The third article authored by Drs. Deena Hassaballa and Richard Harvey provides a comprehensive review of central pain syndromes. Although relatively uncommon, central pain is a very challenging clinical condition for neurorehabilitation clinicians and there are few current comprehensive reviews on the topic. The authors provide interesting historical information on the condition as well as a discussion of incidence, prevalence, and risk factors for the same. The pathophysiology of the disorder is discussed in detail. Assessment strategies are also reviewed including validated assessment methodologies relative to pain. Treatment approaches are discussed first in general terms and then specific treatment methodologies are reviewed. The article concludes with recommendations for future research.

The fourth article by Dr. Sheryl Katta-Charles on craniofacial neuralgias provides a very nice article on a topic on which there is little consolidated current information in the medical literature. After a brief introduction and review of craniofacial anatomy, specific clinical conditions are reviewed. The aforementioned is followed by a discussion of treatment options including medications, interventional pain management procedures and surgical treatment relative to microvascular decompression or ablative procedures. Directions for future research are also delineated emphasizing the need for focus on sex-based factors that contribute to pain in gender based treatment strategies, the influence of craniofacial pain on functionality and psychoemotional status and treatment outcome measures.

Drs. Stover and Prahlow are authors of the fifth article on residual limb pain.

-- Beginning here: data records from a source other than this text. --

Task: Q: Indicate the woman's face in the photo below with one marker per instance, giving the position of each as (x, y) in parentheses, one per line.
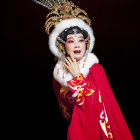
(75, 46)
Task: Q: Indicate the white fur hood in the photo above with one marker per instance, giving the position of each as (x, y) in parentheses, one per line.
(61, 75)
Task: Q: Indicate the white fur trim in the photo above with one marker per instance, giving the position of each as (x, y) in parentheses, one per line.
(67, 23)
(61, 75)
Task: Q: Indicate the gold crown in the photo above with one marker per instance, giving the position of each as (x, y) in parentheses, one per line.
(65, 10)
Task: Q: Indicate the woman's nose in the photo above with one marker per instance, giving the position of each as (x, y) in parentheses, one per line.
(76, 45)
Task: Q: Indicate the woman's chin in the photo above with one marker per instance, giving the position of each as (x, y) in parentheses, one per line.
(78, 58)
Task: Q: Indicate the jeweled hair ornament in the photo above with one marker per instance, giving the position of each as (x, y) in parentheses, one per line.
(63, 15)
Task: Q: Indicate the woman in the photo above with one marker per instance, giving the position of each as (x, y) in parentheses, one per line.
(80, 84)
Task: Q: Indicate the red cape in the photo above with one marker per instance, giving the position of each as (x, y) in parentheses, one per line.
(85, 120)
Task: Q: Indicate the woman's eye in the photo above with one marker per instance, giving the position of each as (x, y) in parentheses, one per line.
(82, 40)
(70, 41)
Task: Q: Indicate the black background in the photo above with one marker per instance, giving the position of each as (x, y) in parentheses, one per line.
(29, 105)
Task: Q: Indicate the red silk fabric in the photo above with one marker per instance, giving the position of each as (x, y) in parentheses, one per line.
(96, 114)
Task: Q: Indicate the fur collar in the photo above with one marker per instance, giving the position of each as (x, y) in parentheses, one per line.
(61, 75)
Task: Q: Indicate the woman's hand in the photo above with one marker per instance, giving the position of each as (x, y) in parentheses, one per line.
(72, 66)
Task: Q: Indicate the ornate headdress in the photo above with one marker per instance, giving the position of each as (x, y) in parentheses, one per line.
(63, 15)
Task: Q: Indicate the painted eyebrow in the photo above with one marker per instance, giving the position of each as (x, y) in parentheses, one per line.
(72, 37)
(80, 37)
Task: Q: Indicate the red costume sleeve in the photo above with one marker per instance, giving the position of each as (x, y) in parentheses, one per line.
(80, 88)
(65, 100)
(100, 117)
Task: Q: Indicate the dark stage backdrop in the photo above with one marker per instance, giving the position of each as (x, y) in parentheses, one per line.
(29, 105)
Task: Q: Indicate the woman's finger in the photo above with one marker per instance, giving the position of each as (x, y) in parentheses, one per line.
(67, 61)
(65, 65)
(72, 58)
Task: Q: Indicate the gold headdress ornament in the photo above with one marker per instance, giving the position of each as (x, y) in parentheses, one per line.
(61, 10)
(64, 14)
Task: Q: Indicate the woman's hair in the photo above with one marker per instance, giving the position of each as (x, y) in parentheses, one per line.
(62, 38)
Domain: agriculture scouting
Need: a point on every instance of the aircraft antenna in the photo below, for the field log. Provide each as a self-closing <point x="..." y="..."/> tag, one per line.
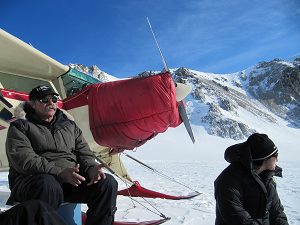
<point x="162" y="57"/>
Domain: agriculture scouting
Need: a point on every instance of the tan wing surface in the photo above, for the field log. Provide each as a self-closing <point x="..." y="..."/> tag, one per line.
<point x="19" y="58"/>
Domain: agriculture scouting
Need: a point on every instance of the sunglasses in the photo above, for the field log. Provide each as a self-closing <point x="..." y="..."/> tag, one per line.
<point x="45" y="100"/>
<point x="275" y="155"/>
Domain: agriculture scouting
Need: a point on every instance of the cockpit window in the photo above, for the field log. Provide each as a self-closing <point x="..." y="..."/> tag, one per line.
<point x="75" y="81"/>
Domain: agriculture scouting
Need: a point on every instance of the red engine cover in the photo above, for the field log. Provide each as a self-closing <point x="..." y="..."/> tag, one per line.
<point x="125" y="114"/>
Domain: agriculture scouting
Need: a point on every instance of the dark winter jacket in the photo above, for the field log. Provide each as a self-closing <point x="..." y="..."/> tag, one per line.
<point x="243" y="196"/>
<point x="35" y="146"/>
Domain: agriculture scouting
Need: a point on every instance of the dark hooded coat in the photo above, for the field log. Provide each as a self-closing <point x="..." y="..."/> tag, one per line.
<point x="244" y="197"/>
<point x="34" y="146"/>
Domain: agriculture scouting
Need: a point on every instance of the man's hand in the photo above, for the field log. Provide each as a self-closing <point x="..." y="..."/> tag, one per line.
<point x="95" y="174"/>
<point x="71" y="176"/>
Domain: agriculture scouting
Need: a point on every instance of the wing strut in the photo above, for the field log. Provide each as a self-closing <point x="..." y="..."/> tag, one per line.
<point x="195" y="193"/>
<point x="181" y="108"/>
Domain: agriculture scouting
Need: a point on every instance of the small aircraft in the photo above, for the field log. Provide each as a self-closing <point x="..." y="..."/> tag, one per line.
<point x="114" y="116"/>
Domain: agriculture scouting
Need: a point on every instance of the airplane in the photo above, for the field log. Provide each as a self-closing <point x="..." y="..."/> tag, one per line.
<point x="114" y="116"/>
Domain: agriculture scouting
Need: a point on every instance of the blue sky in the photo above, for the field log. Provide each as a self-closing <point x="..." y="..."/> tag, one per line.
<point x="221" y="36"/>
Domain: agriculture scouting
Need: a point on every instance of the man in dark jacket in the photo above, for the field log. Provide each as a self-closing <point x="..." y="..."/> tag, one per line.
<point x="245" y="191"/>
<point x="50" y="160"/>
<point x="32" y="212"/>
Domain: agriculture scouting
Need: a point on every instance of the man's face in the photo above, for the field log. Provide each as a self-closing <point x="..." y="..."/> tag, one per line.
<point x="45" y="108"/>
<point x="270" y="163"/>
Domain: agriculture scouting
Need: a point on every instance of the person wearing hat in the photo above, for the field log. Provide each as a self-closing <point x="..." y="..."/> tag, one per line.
<point x="50" y="161"/>
<point x="245" y="191"/>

This review is particularly important because of the prevalence of this condition and the projected number of individuals who will suffer from this disorder moving forward in time. Given that 25% to 50% of patients may have ongoing difficulties with residual limb pain or phantom pain/sensation, this review is of particular relevance to practitioners involved with post-amputation care. The etiology of the condition is discussed along with differentiation of underlying mechanisms involved in residual limb pain versus phantom limb pain/sensation. The authors review epidemiology, etiology, and treatment. The treatment section is divided/categorized based on causes and type of pain and provides an excellent overview of both the causes and the targeted treatment of each. Additional important comments are provided on the use and limitations of opiate therapy in addition to a brief discussion of mental health interventions in this patient population.

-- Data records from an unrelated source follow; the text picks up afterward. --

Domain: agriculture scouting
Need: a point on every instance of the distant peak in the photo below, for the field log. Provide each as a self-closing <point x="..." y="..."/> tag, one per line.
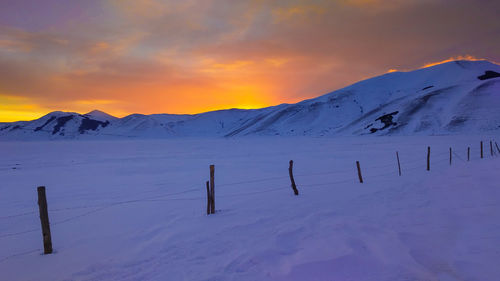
<point x="97" y="114"/>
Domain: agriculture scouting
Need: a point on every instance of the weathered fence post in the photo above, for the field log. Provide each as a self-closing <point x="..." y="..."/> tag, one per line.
<point x="481" y="149"/>
<point x="428" y="158"/>
<point x="44" y="220"/>
<point x="399" y="164"/>
<point x="209" y="199"/>
<point x="290" y="173"/>
<point x="359" y="172"/>
<point x="212" y="189"/>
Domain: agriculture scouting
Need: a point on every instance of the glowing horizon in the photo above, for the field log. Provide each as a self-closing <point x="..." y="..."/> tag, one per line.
<point x="188" y="57"/>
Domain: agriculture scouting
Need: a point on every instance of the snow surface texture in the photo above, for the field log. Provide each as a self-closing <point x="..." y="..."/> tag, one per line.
<point x="135" y="210"/>
<point x="451" y="98"/>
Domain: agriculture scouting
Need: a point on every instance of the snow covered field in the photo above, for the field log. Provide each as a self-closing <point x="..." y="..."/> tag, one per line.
<point x="135" y="210"/>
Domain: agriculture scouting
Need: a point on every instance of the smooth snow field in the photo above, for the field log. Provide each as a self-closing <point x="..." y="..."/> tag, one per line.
<point x="136" y="210"/>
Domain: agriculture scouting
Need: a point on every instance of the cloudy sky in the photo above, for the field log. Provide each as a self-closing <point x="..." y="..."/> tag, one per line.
<point x="190" y="56"/>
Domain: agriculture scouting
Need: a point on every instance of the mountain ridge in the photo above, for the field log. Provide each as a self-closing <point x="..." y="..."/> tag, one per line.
<point x="453" y="97"/>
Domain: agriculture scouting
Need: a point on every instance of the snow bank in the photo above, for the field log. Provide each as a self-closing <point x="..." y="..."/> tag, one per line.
<point x="128" y="210"/>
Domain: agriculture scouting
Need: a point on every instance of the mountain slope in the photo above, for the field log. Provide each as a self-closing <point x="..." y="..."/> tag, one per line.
<point x="454" y="97"/>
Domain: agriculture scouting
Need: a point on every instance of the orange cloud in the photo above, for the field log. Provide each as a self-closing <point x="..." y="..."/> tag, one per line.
<point x="466" y="57"/>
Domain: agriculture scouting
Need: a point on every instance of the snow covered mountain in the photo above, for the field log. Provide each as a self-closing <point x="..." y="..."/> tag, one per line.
<point x="450" y="98"/>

The second to last article by Dr. Dwyer and Zasler reviews the topic of posttraumatic cephalalgias (PTC). The area of posttraumatic cephalalgia remains controversial on a number of levels and the authors attempt to provide, in that context, an overview and discussion of current classification and limitations of same, epidemiology and risk factors for PTC, subtypes of PTC and associated pain generators, as well as pathophysiology. The clinical course of PTC as well as prognostic risk factors for pain persistence are also reviewed. The article then transitions into a discussion of clinical management and limitations of the existing literature germane to PTC.

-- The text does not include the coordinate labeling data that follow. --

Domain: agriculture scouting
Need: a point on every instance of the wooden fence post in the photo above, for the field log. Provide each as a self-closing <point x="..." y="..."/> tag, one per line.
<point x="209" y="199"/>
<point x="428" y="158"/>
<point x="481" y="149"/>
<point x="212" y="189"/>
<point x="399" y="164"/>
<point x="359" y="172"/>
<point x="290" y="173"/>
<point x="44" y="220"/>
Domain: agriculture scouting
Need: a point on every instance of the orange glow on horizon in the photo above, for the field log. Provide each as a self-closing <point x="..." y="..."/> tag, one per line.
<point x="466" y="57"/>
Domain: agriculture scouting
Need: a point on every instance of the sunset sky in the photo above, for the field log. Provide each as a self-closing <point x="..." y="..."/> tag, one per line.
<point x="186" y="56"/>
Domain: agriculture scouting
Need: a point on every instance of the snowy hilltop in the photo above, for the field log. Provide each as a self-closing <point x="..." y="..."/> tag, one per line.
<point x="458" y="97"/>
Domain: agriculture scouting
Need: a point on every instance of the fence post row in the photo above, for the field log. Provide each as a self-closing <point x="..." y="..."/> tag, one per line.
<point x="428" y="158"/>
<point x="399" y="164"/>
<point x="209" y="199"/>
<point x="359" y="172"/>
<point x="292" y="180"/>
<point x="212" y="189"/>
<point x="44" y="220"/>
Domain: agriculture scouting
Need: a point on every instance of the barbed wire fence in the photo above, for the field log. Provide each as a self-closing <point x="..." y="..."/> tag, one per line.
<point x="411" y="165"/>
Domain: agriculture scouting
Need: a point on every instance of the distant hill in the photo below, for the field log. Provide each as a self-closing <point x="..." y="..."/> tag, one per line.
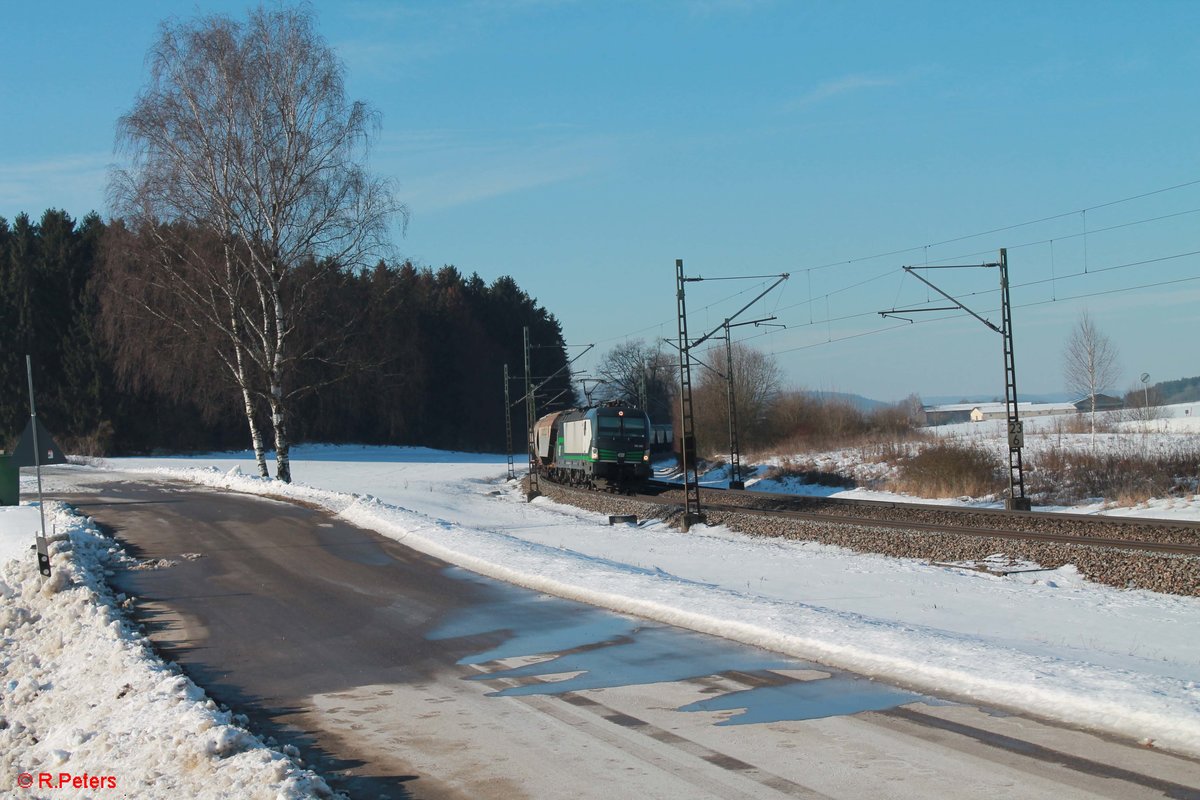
<point x="947" y="400"/>
<point x="857" y="401"/>
<point x="1185" y="390"/>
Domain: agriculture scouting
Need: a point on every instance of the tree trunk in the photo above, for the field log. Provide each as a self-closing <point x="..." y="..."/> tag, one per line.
<point x="279" y="408"/>
<point x="256" y="435"/>
<point x="282" y="443"/>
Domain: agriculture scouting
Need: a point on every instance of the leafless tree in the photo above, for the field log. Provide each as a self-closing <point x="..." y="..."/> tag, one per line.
<point x="244" y="131"/>
<point x="1090" y="362"/>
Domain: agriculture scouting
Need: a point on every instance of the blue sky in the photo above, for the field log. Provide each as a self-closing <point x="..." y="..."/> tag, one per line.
<point x="583" y="146"/>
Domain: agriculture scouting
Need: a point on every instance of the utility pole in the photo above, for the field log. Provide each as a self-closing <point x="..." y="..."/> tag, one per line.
<point x="1017" y="499"/>
<point x="687" y="422"/>
<point x="533" y="489"/>
<point x="691" y="486"/>
<point x="736" y="481"/>
<point x="508" y="423"/>
<point x="43" y="552"/>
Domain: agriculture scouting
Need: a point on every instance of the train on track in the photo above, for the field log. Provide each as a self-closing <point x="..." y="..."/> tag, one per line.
<point x="600" y="446"/>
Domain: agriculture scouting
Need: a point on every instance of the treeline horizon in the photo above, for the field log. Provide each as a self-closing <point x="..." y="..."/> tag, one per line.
<point x="419" y="355"/>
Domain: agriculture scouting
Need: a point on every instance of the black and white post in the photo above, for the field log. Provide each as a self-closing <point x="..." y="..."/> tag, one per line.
<point x="43" y="555"/>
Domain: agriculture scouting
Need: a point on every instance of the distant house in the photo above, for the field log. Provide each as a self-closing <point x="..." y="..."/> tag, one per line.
<point x="1103" y="403"/>
<point x="983" y="411"/>
<point x="947" y="414"/>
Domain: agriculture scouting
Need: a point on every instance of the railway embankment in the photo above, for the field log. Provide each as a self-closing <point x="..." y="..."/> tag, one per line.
<point x="1165" y="572"/>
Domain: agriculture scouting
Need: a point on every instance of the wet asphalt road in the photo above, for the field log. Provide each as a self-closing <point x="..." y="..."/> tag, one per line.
<point x="397" y="675"/>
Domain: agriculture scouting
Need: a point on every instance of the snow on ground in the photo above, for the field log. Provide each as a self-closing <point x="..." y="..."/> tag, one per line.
<point x="1043" y="642"/>
<point x="87" y="709"/>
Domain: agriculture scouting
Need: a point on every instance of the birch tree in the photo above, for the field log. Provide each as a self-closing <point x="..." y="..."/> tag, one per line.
<point x="1090" y="362"/>
<point x="244" y="131"/>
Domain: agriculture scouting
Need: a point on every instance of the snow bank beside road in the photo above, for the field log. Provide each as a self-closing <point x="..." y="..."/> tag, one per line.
<point x="87" y="709"/>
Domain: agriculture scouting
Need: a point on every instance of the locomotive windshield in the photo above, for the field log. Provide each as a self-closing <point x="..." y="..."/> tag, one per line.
<point x="622" y="426"/>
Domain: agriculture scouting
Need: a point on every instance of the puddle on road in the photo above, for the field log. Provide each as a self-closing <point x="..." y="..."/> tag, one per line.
<point x="598" y="649"/>
<point x="839" y="695"/>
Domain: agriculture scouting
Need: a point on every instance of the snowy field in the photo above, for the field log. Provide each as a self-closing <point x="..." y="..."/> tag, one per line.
<point x="1175" y="427"/>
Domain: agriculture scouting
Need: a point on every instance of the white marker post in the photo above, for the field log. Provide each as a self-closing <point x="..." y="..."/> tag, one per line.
<point x="43" y="555"/>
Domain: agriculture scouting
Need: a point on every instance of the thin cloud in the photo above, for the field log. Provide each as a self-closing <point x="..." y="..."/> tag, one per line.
<point x="839" y="86"/>
<point x="456" y="168"/>
<point x="73" y="182"/>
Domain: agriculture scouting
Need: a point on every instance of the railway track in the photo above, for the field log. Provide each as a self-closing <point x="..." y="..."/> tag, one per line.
<point x="1128" y="553"/>
<point x="1120" y="533"/>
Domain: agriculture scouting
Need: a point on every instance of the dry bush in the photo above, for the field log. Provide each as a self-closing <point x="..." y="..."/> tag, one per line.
<point x="809" y="473"/>
<point x="949" y="470"/>
<point x="96" y="444"/>
<point x="1127" y="475"/>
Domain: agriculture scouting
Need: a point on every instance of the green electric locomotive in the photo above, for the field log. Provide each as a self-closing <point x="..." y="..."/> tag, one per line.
<point x="587" y="446"/>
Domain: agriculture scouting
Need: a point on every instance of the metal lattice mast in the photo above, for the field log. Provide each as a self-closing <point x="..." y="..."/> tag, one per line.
<point x="531" y="420"/>
<point x="1017" y="499"/>
<point x="687" y="422"/>
<point x="508" y="423"/>
<point x="736" y="481"/>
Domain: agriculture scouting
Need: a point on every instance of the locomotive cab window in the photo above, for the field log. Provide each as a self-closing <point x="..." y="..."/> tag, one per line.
<point x="617" y="426"/>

The final article in this issue covers an important topic that is rarely discussed in neuro-rehabilitation pain literature and that is functional pain disorders. Dr. Popkirov and colleagues provide a very timely discussion of so-called nociplastic pain as a third mechanistic descriptor of pain arising primarily from alterations of neural processing contrast pain due to tissue damage leading to nociceptive feedback or neuropathic pain. The discussion also reviews current reframing of how functional pain disorders are classified and emphasizes the biopsychosocial nature of the condition. The need for multimodal treatment in selected pain syndromes are discussed including chronic back pain, fibromyalgia, CRPS, and pain in functional neurological disorders.

As the guest editor of this issue, I am very grateful to all the contributors and their high quality of work which will hopefully be appreciated by readers and advance knowledge in this area of neurorehabilitation.